[
https://issues.apache.org/jira/browse/HADOOP-17313?page=com.atlassian.jira.plugin.system.issuetabpanels:all-tabpanel
]
ASF GitHub Bot updated HADOOP-17313:
------------------------------------
Labels: pull-request-available (was: )
> FileSystem.get to support slow-to-instantiate FS clients
> --------------------------------------------------------
>
> Key: HADOOP-17313
> URL: https://issues.apache.org/jira/browse/HADOOP-17313
> Project: Hadoop Common
> Issue Type: Sub-task
> Components: fs, fs/azure, fs/s3
> Affects Versions: 3.3.0
> Reporter: Steve Loughran
> Assignee: Steve Loughran
> Priority: Major
> Labels: pull-request-available
> Time Spent: 10m
> Remaining Estimate: 0h
>
> A recurrent problem in processes with many worker threads (hive, spark etc)

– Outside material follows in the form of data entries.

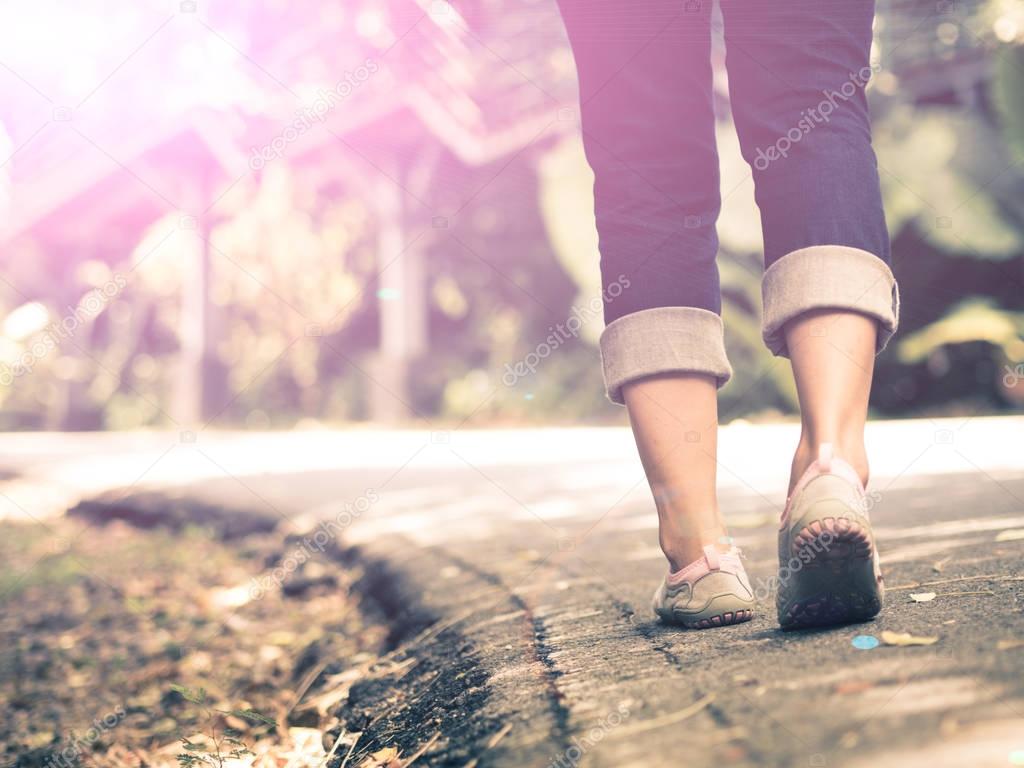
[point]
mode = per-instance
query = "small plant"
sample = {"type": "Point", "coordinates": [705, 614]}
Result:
{"type": "Point", "coordinates": [225, 745]}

> is that calling `FileSystem.get(URI-to-object-store)` triggers the creation
> and then discard of many FS clients -all but one for the same URL. As well as
> the direct performance hit, this can exacerbate locking problems and make
> instantiation a lot slower than it would otherwise be.
> This has been observed with the S3A and ABFS connectors.
> The ultimate solution here would probably be something more complicated to
> ensure that only one thread was ever creating a connector for a given URL
> -the rest would wait for it to be initialized. This would (a) reduce
> contention & CPU, IO network load, and (b) reduce the time for all but the
> first thread to resume processing to that of the remaining time in
> .initialize(). This would also benefit the S3A connector.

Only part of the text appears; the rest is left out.